I sat at the front with my sons and their families for the entirety of the funeral service.
I don’t remember what was said, and I don’t remember crying.
All I could think about was that tattoo.
“Mom, are you okay?” Daniel whispered once it was over.
I looked up at him. For a split second, I thought about telling him what I’d seen.
Then his wife, Sally, moved to my side.
“Of course, she’s not okay, Dan,” Sally said.
“Come, Margaret, let’s go outside and get some fresh air.”
That night, I sat in my too-quiet home, staring at the casseroles on the counter.
I opened the photo on my phone, then slowly typed the numbers into my GPS app.
The map blinked, then loaded.
A red pin dropped at a location 23 minutes away.
I zoomed in and stared at the screen.
It was a storage facility.
I shook my head.
This couldn’t be happening. Thomas didn’t keep secrets! He was the type of person who kept receipts in labeled folders and had a system for his sock drawer.
He told me when he bought new underwear, for Pete’s sake!
That was one of the things I had loved about him — you always knew where you stood with Thomas.
I stared down at the red pin on the map.
Except, apparently, you didn’t.
I didn’t sleep that night.
Instead, I searched for the key to that storage unit.
I opened his dresser and rifled through his clothes.
The smell of him was still caught in the fabric, but there was no key.
Then I went through his coat pockets. I found receipts, a gum wrapper, and a pen from the bank.
I opened his briefcase next and gasped.
A key lay right on top of his laptop!
I lifted it out, and my heart sank.
It was just the key to Thomas’s desk in the garage.
At 1:15, I climbed into the attic in my nightgown and bare feet, pulling the cord for the light. I hadn’t been up there in years.
“Margaret, you’ll break your neck up there,” he used to warn me.
Then he’d head up and do whatever needed doing.
I stood in the middle of all those boxes we’d accumulated together over four decades. There weren’t nearly as many boxes as I thought there would be.
I opened Christmas bins, old tax boxes, and everything else in between.
I found nothing.
There was just one place left to look.
Around 2 a.m., I went into the garage.
He’d always insisted it was his space.
“Don’t reorganize it,” he would say. “I know where everything is.”
His tools hung on a pegboard exactly where he had left them.
His workbench was clean. His desk sat against the far wall.
I pulled at the top drawer; it was locked.
It had never been locked before… had it?
I’d hidden candy in that drawer several times as a surprise for Thomas.
I’d left grocery lists on top of the desk.

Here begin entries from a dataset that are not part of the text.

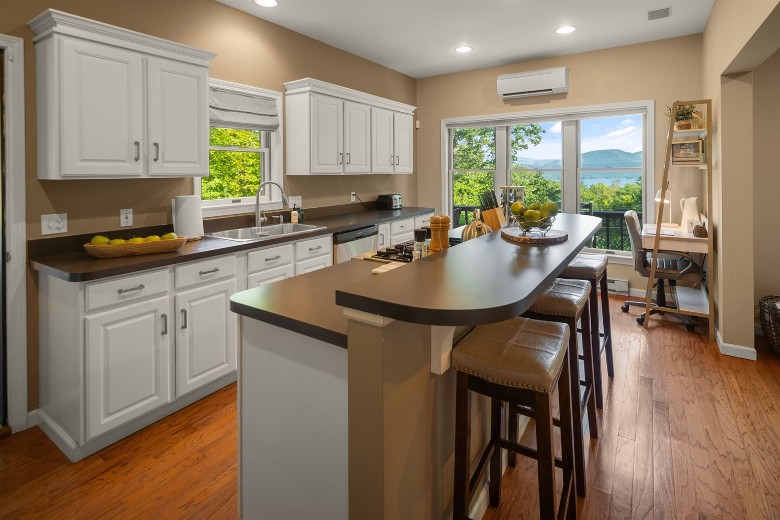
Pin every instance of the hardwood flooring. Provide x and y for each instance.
(684, 433)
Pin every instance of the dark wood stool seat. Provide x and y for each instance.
(593, 268)
(518, 361)
(566, 301)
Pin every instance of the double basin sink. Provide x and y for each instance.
(256, 234)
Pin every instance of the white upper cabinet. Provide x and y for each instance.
(114, 103)
(334, 130)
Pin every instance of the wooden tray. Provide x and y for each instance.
(534, 236)
(128, 249)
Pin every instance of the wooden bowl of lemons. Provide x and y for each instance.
(103, 247)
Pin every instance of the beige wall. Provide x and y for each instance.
(630, 73)
(250, 51)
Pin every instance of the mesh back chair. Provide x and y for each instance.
(671, 266)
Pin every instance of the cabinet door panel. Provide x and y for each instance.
(178, 119)
(357, 145)
(382, 154)
(205, 335)
(327, 135)
(102, 111)
(127, 364)
(404, 142)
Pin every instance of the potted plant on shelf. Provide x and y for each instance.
(685, 117)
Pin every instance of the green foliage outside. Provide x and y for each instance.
(232, 174)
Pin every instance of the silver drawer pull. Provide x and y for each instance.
(123, 291)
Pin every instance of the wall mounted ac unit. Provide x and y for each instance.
(533, 83)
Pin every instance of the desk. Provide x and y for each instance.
(677, 239)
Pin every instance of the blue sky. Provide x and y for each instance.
(604, 133)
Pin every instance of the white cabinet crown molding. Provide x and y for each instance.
(52, 21)
(314, 85)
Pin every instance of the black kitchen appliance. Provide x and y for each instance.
(390, 201)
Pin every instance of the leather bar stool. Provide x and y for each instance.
(518, 361)
(593, 268)
(566, 301)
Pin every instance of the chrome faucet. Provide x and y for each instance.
(259, 219)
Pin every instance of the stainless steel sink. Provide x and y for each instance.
(254, 234)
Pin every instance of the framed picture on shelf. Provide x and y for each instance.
(688, 152)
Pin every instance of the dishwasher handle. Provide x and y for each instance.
(355, 234)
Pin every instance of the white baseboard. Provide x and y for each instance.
(730, 349)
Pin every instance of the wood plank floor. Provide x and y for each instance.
(684, 433)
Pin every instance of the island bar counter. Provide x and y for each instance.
(391, 393)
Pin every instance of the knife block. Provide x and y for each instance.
(494, 218)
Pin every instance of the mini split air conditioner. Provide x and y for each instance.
(533, 83)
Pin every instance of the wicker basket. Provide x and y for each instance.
(770, 321)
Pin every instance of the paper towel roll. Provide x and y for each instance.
(187, 217)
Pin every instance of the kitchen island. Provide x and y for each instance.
(370, 428)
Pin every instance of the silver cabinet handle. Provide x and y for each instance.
(123, 291)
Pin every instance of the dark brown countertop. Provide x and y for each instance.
(75, 265)
(305, 303)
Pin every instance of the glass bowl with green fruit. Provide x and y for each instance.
(536, 216)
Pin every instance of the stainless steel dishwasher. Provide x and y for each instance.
(350, 244)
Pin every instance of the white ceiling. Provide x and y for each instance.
(418, 37)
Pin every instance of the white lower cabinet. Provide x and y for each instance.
(205, 335)
(127, 364)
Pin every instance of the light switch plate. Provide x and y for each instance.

I had walked past it ten thousand times without a second thought.
There was only one way to find out. I returned to his briefcase and fetched the key I’d found earlier.
Minutes later, I slid the key into the lock and opened the drawer.
An envelope slid forward.
I lifted it, but it was empty. There were no letters, either.
Not that I was surprised.
Thomas always said paper could be destroyed, and digital files erased. No wonder he tattooed those coordinates onto his skin; what could be less infallible than that?
I reached around inside, feeling for that storage unit key.
That’s how I found the secret compartment.
I noticed the wood panel right at the back didn’t sit flush with the frame. My fingers found the edge.
It shifted, revealing a small hidden compartment, maybe four inches deep.
I stared at it for a long time before I reached in.
My fingers closed around something small, hard, and cold.
I pulled it out.
I held up the key. The number stamped on it said 317.
***
The next morning, I drove to the storage facility alone.
My hands were steady when I stepped out of the car, but they were trembling by the time I slid the key into the lock.